Al amor por el cine lo asocio con el olor del café, la acetona y los pintauñas. Bajo sus aromas sonaban los doblajes enlatados, familiares pero lejanos, de James Stewart o John Wayne. Mi madre exigía un completo silencio mientras ritualizaba su momento de placer. Me recuerdo mirándola mientras dibujaba en una pequeña mesa de mármol. Mi infancia la componen planos medios de dramas y suspiros de Divas con el dedo pegado al mando, pendiente de los anuncios para poner el pause. Su afán coleccionista la llevó a apilar torres de joyas cinematográficas en Beta, VHS y DVD. Y a día de hoy, si le falta alguna o la memoria le falla, busca el título a través de unas fichas blancas ordenadas alfabéticamente que almacena con cuidado para despejar sus dudas.
He de confesar que una de las cosas que he heredado, además del gusto por el blanco y negro, es el criterio dicotómico de mi madre para clasificar las películas: pueden ser buenísimas, acompañadas de un largo suspiro o malísimas, descartándolas rápidamente con un mal gesto y diciendo con un resto de lo que fue un acento chileno: esa es una hueá con patas.
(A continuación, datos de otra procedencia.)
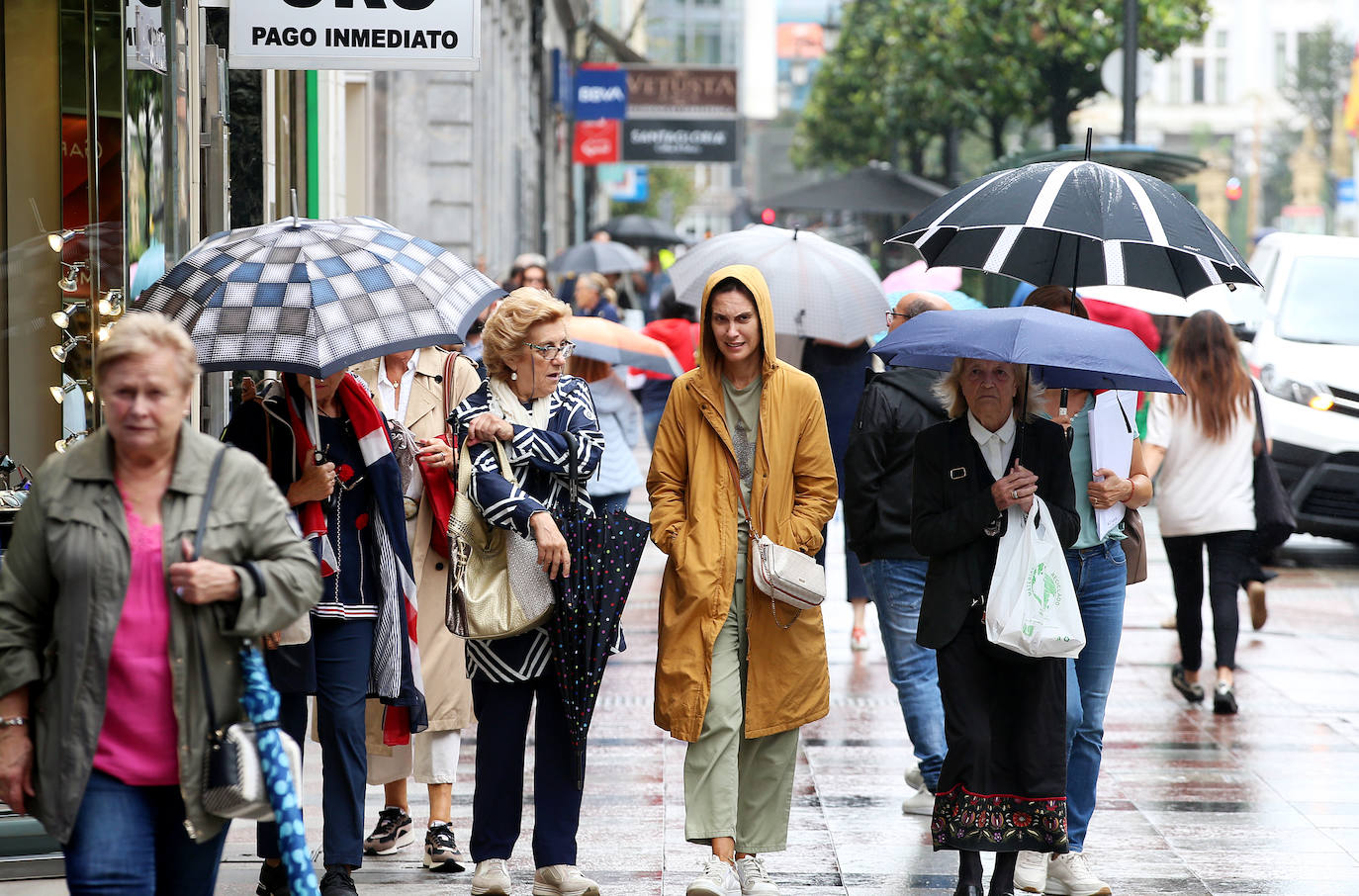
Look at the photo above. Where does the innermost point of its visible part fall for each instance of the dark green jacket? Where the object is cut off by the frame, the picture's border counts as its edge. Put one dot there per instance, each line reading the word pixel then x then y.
pixel 61 590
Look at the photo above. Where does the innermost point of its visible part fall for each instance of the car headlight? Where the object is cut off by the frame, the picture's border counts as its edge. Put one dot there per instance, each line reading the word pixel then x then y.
pixel 1300 391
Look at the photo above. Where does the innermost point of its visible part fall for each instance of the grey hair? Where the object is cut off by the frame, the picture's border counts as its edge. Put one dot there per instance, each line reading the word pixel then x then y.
pixel 148 334
pixel 949 391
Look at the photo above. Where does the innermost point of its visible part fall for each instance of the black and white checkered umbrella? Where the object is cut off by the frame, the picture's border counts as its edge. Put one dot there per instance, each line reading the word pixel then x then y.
pixel 1052 221
pixel 315 297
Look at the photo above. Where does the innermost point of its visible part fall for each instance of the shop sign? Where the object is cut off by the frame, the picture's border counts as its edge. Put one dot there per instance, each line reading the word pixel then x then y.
pixel 625 182
pixel 356 35
pixel 596 141
pixel 144 36
pixel 600 93
pixel 679 140
pixel 696 90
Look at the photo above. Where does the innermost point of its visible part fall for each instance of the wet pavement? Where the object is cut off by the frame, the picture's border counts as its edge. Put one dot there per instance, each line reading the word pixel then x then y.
pixel 1192 804
pixel 1189 802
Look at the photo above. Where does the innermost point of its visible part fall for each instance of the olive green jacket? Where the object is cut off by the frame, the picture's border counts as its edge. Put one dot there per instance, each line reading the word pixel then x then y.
pixel 61 590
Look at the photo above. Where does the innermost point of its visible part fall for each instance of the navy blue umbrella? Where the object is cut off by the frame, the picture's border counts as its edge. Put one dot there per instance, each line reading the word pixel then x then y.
pixel 1063 350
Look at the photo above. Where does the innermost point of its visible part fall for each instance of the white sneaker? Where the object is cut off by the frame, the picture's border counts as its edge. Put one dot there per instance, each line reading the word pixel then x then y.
pixel 716 878
pixel 1032 871
pixel 1070 874
pixel 755 878
pixel 918 804
pixel 491 878
pixel 563 880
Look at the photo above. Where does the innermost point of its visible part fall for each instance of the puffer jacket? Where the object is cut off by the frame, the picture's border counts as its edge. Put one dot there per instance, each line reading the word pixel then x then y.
pixel 61 590
pixel 694 515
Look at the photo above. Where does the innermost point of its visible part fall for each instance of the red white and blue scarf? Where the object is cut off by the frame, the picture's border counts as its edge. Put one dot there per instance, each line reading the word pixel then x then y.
pixel 395 668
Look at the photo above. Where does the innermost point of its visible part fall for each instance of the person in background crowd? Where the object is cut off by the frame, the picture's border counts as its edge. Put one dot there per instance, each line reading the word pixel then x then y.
pixel 351 508
pixel 620 420
pixel 534 276
pixel 530 405
pixel 677 329
pixel 839 372
pixel 896 405
pixel 1100 574
pixel 733 677
pixel 1205 443
pixel 1005 776
pixel 409 388
pixel 594 298
pixel 109 752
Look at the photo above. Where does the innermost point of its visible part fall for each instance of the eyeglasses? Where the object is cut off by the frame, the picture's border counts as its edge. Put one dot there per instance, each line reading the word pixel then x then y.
pixel 551 352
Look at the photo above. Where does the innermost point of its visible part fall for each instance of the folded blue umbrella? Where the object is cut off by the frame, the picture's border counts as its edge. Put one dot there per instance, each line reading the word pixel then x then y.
pixel 1064 351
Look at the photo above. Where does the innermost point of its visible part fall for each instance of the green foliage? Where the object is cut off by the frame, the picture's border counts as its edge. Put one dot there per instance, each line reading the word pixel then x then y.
pixel 905 72
pixel 675 181
pixel 1318 82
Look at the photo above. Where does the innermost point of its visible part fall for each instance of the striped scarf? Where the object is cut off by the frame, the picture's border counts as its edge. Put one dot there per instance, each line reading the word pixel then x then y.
pixel 395 667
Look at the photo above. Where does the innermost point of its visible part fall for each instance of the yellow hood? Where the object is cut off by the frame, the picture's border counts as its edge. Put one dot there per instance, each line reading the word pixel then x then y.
pixel 753 280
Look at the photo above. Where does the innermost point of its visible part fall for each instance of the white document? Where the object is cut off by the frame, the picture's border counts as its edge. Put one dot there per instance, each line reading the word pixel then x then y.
pixel 1112 430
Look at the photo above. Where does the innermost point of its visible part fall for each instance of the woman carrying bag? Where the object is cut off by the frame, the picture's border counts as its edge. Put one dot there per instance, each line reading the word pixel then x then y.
pixel 1003 782
pixel 1100 574
pixel 526 409
pixel 736 675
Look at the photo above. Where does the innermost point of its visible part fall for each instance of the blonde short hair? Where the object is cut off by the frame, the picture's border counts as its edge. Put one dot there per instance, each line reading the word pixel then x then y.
pixel 949 391
pixel 148 334
pixel 507 328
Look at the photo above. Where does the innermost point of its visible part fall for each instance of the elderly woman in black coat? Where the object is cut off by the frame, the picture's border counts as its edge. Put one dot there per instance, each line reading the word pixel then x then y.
pixel 1003 780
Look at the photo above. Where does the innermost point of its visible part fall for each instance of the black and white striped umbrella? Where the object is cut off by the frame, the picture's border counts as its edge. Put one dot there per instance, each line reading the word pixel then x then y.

El cine forma parte de nuestra cotidianidad, así que en nuestras charlas telefónicas casi siempre se cruza un ¿Has visto...? que es ya familiar, como un camino privado, solo de las dos, nuestro.
Cuando voy a su casa vemos siempre una película juntas. Si me pregunta qué quiero ver, le respondo: un buen dramón. Al final, acabamos poniendo cualquier cosa guiadas por el director o los actores, pues recuerda los nombres de todos como si fueran sus hijos. A veces le digo lo mucho que la admiro, pero ella me insiste en que es una ignorante por no haber ido a la Universidad. —Eso da igual— le digo yo —eres listísima. Me sonríe y se calla, nunca se lo va a creer, así es la modestia silenciosa de las madres.
Cuando estoy decaída uno de mis grandes refugios es el cine. Igual porque en el fondo es como estar en casa con mi madre, protegida en una especie de útero en sesión continua. En mi huida de la tristeza, solo quiero encerrarme en mí misma por un tiempo, olvidar la vida, jugar a encontrar mis heridas en los protagonistas de las películas que veo. Y sucede el milagro: me convierto en belleza, fuerza y misterio. Soy noventa minutos de amor desgarrado, drama decimonónico o comedia ligera. Soy tiempo. Soy historias. Soy cada uno de los personajes que residen en ese metraje que me transforma en un ser en escala de grises y ojos cada vez más oscuros. Si ellos existen, yo desaparezco. Entonces caigo en la cuenta, me he fundido a negro.